I didn't make a 2019 blog entry because the year passed at lightning speed and I was busy up to my eyeballs with new feature requests, refactor necessities and, of course, defect slaying. Using Visual Studio 2019 Pro now. Visual Studio 2019 pro, the Visual Studio Installer and 4.8 .Net framework is practically getting big updates every week. It's not much different from 2017 other than it builds a bit slower. This is probably due to the updated compiler static analysis tool. I like this new functionality, here's why. I'm using .NET Framework 4.8 and C# compiler/language version 8.x. The updated tool alerts me to the new C# constructs and practically updates any code it finds with a click of button. So if I don't know how to use a new language construct, it shows me a preview of my source code rewritten using the latest C#. No radical changes to the C# language; mostly the language is becoming more terse (less characters and lines of source code to do the same things).
Real-time performance is still a problem in WPF XAML desktop land. But I get around the problem by writing performance critical code in the C programming language and P/Invoking from a C#/XAML GUI. Passing data between the two platforms can get pretty hairy though. Always using async/await Task.Run() to get off the UI thread. Task cancellation and async Task exception handling is tough to wrap your brains around.

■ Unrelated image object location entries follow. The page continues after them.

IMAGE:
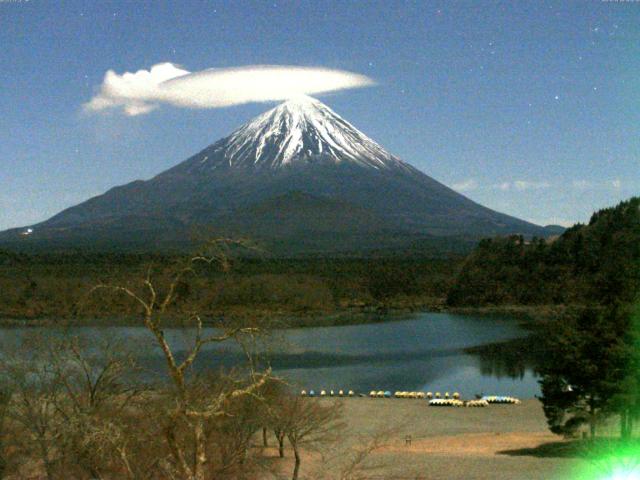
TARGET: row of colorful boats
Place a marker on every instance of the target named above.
(435, 399)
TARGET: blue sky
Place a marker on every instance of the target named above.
(530, 108)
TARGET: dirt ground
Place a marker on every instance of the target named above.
(422, 442)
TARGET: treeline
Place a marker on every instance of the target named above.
(587, 264)
(590, 362)
(55, 286)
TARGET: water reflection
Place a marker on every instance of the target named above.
(427, 351)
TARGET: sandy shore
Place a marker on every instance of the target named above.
(496, 442)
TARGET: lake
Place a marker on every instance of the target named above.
(424, 351)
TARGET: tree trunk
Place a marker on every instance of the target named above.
(201, 452)
(296, 468)
(624, 424)
(280, 437)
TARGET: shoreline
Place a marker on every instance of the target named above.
(529, 317)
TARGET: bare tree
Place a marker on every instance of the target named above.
(33, 387)
(189, 412)
(306, 423)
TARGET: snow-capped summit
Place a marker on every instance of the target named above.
(299, 178)
(301, 129)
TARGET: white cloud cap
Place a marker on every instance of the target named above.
(143, 91)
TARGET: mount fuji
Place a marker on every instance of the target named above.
(299, 178)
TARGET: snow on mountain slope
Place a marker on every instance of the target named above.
(299, 130)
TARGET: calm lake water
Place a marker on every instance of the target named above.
(426, 351)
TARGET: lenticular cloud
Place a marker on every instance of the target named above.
(143, 91)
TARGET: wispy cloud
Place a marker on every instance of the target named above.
(522, 185)
(465, 185)
(581, 184)
(165, 83)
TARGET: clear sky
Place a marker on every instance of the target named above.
(530, 108)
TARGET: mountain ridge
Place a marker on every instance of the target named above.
(298, 146)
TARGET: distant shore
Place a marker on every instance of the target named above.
(527, 315)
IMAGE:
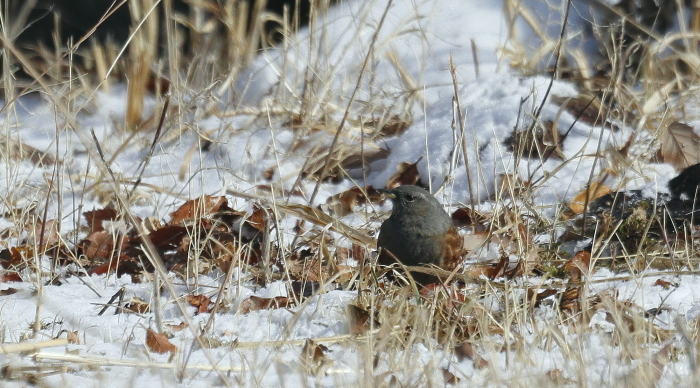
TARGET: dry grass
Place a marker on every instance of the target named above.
(501, 320)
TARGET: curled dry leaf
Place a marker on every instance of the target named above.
(469, 217)
(393, 126)
(95, 218)
(73, 337)
(680, 146)
(257, 219)
(664, 284)
(450, 378)
(578, 265)
(159, 343)
(255, 303)
(198, 208)
(102, 245)
(581, 200)
(175, 328)
(359, 319)
(539, 297)
(313, 353)
(570, 300)
(8, 291)
(538, 141)
(406, 174)
(342, 204)
(46, 234)
(201, 302)
(138, 306)
(466, 350)
(510, 186)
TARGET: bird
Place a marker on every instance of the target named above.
(418, 232)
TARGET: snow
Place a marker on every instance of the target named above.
(422, 36)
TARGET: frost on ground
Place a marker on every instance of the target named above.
(254, 297)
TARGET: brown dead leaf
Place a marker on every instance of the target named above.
(664, 284)
(406, 174)
(255, 303)
(578, 265)
(8, 291)
(537, 142)
(202, 302)
(450, 378)
(73, 337)
(680, 146)
(488, 270)
(510, 186)
(466, 350)
(198, 208)
(586, 109)
(101, 246)
(257, 219)
(95, 218)
(313, 354)
(393, 126)
(581, 200)
(570, 300)
(474, 241)
(343, 204)
(176, 328)
(159, 343)
(539, 297)
(45, 234)
(359, 320)
(138, 306)
(469, 217)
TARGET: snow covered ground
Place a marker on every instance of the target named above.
(250, 136)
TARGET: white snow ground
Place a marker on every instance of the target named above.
(423, 35)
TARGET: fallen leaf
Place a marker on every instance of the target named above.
(680, 146)
(466, 350)
(95, 218)
(538, 142)
(72, 337)
(176, 328)
(138, 306)
(359, 319)
(313, 354)
(469, 217)
(202, 302)
(159, 343)
(255, 303)
(8, 291)
(257, 219)
(343, 204)
(450, 378)
(578, 265)
(664, 284)
(393, 126)
(406, 174)
(198, 208)
(579, 202)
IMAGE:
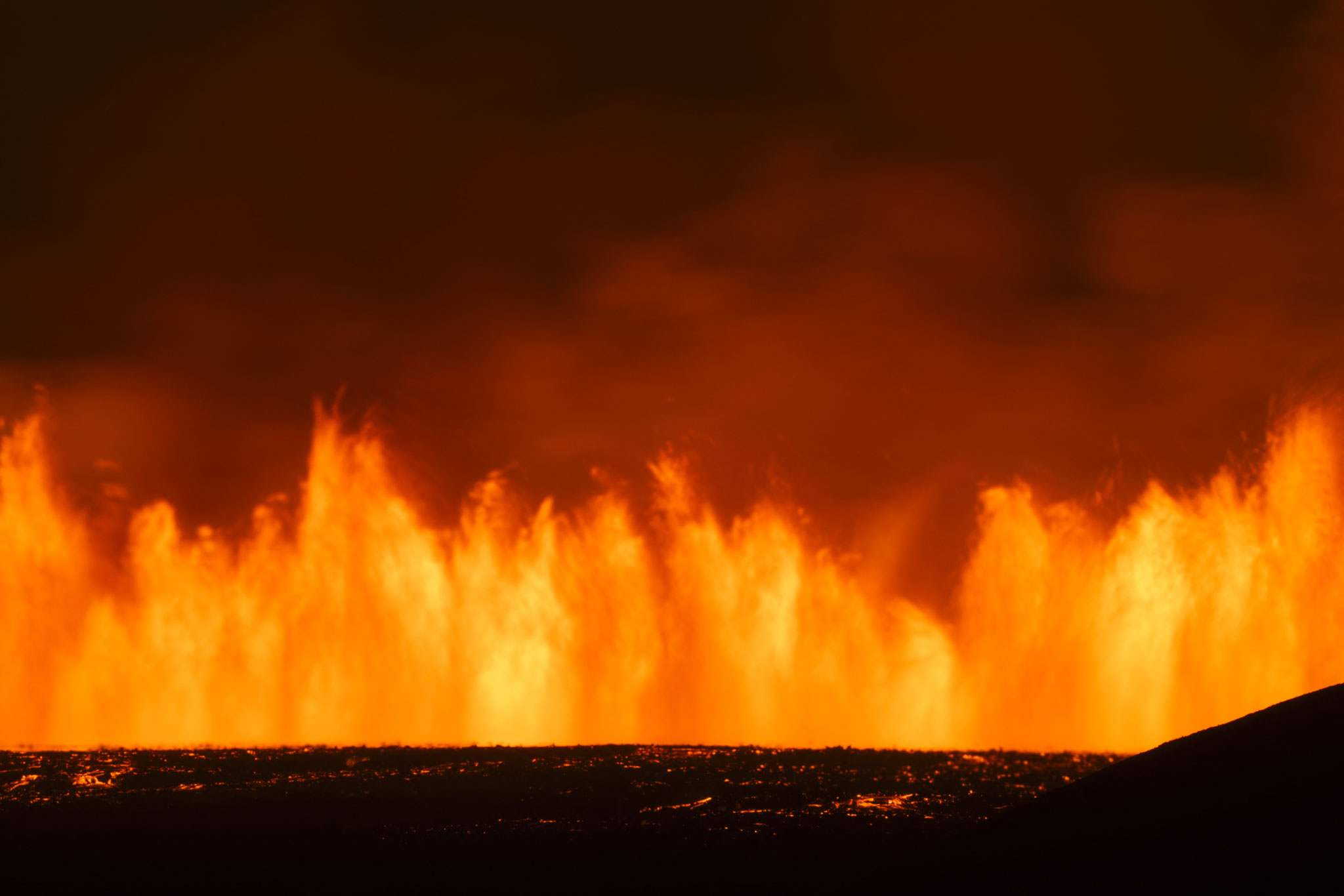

I want to move onto UWP and .NET Core because I understanding the data binding is easier and faster. Don't know about the graphic performance. I can move on UWP now because I've convinced most of my customers to move from Windows 7 to Windows 10. I may use UWP and .NET Core if another new, smallish, app is required. Years ago I did a Windows 8.1 UWP app and I really liked. But now, everybody is moving to .NET Core which didn't exist in the Windows 8.1 days.